Theatre company in Newcastle upon Tyne, England

Northern Stage is a theatre and producing theatre company based in Newcastle upon Tyne. It is surrounded by Newcastle University's city centre campus on King's Walk, opposite the students' union building. It hosts various local, national and international productions in addition to those produced by the Northern Stage company. Until the 2006 reopening, the theatre was known as the Newcastle Playhouse and is a registered charity.

The complex hosts three stages. The capacity decreases, with stage one being the largest, having 447 seats. The complex also boasts a café-bar.

== History ==
=== Early history ===
The building opened as the University Theatre in 1970 and provided a new home for the Tyneside Theatre Company. The company had been established in 1968 in the Flora Robson Playhouse in Jesmond, which was set to be demolished in a road-widening scheme. The architect Sir William Whitfield designed the building as a flexible performance space which also included three bars, two of them opening onto the auditorium. The new building also housed the Gulbenkian Studio.

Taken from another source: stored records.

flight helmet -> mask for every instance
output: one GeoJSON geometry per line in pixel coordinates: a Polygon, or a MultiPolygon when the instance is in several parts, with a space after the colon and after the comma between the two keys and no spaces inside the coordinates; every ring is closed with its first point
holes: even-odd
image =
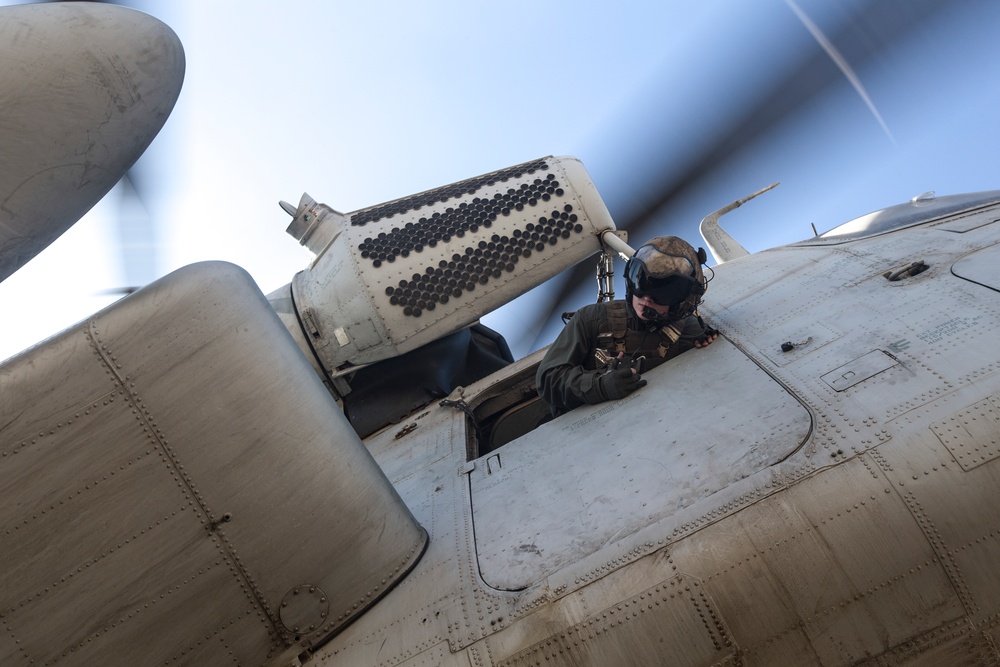
{"type": "Polygon", "coordinates": [[[690,315],[708,288],[701,270],[707,259],[702,248],[695,250],[676,236],[650,239],[625,265],[625,294],[629,308],[633,295],[648,295],[657,304],[670,306],[670,310],[659,315],[648,309],[643,313],[647,320],[665,323],[690,315]]]}

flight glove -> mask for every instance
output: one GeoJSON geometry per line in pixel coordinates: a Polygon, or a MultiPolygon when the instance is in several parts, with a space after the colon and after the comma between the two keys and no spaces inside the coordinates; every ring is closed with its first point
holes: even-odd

The building was renamed the Newcastle Playhouse in 1978 after the Tyneside Theatre Company was dissolved and replaced with the Tyne and Wear Theatre Company. In 1987 this became the Tyne Theatre Company and moved out of the Playhouse to the Tyne Theatre and Opera House before another move in 1989 saw its name change to Northern Stage. The company moved back into the Playhouse in 1992, also taking over the running of the Gulbenkian Studio. From 1992 until 2005 the company was run by Alan Lyddiard who created the Northern Stage Ensemble Company in 1998.

=== Recent history ===
It re-opened in August 2006 as Northern Stage after a £9 million refurbishment. The first performance at the refurbished theatre was a production of Dennis Potter's Son of Man. During the 2006 refurbishment an art installation was constructed on the roof of the theatre, titled Escapology, by artist Cath Campbell.

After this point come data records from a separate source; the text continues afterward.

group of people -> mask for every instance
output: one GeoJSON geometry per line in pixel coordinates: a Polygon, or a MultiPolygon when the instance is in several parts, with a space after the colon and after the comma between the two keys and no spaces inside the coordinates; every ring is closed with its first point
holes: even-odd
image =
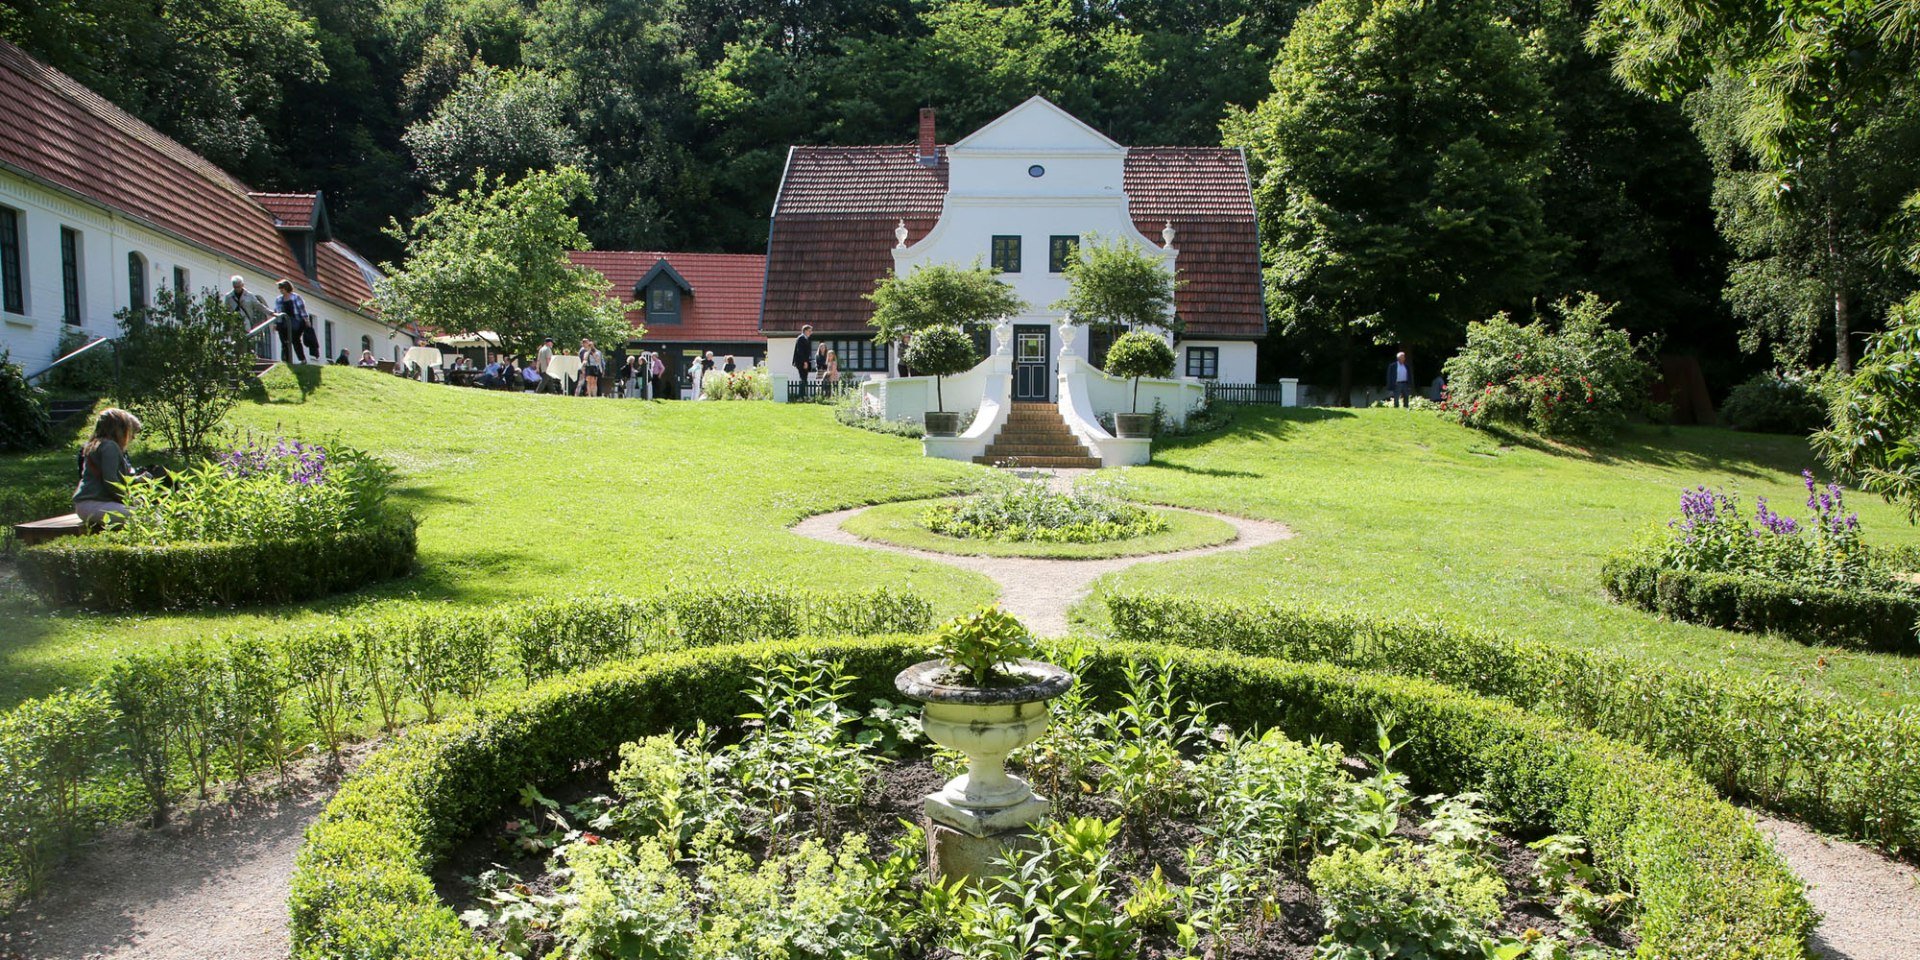
{"type": "Polygon", "coordinates": [[[799,373],[800,382],[818,384],[832,390],[840,383],[840,357],[825,346],[813,345],[813,324],[800,327],[800,336],[793,341],[793,369],[799,373]],[[818,374],[816,381],[814,375],[818,374]]]}
{"type": "Polygon", "coordinates": [[[552,337],[540,344],[533,362],[501,354],[480,368],[478,383],[496,390],[525,390],[533,393],[562,393],[576,397],[628,397],[651,400],[667,395],[667,364],[651,350],[630,354],[626,362],[608,369],[606,354],[591,339],[580,341],[573,353],[574,364],[559,364],[565,356],[554,348],[552,337]]]}
{"type": "MultiPolygon", "coordinates": [[[[301,299],[293,290],[293,281],[281,280],[274,284],[279,288],[279,296],[269,304],[267,298],[247,289],[247,279],[235,275],[231,281],[232,289],[222,298],[227,309],[239,314],[251,330],[262,322],[271,319],[273,332],[280,340],[280,359],[286,363],[311,363],[315,365],[327,362],[326,355],[320,352],[319,324],[313,314],[307,312],[307,301],[301,299]]],[[[336,363],[346,362],[346,351],[340,352],[336,363]]]]}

On 7 April 2008 the Barras Bridge car park was permanently closed for the development of the university's new King's Gate Building.

== Productions ==
Northern Stage both presents visiting national and international theatre and produces its own productions. On reopening in 2007 productions included the first-ever revival of Our Friends in the North, Lipsynch (a co-production with Robert Lepage), the first major UK adaptation of Angela Carter's The Bloody Chamber and updated versions of Henrik Ibsen's A Doll's House and John Osborne's Look Back in Anger. More recently, productions have included Hedda Gabler and Dr. Frankenstein, both in co-production with Newcastle-based theatre company Greyscale.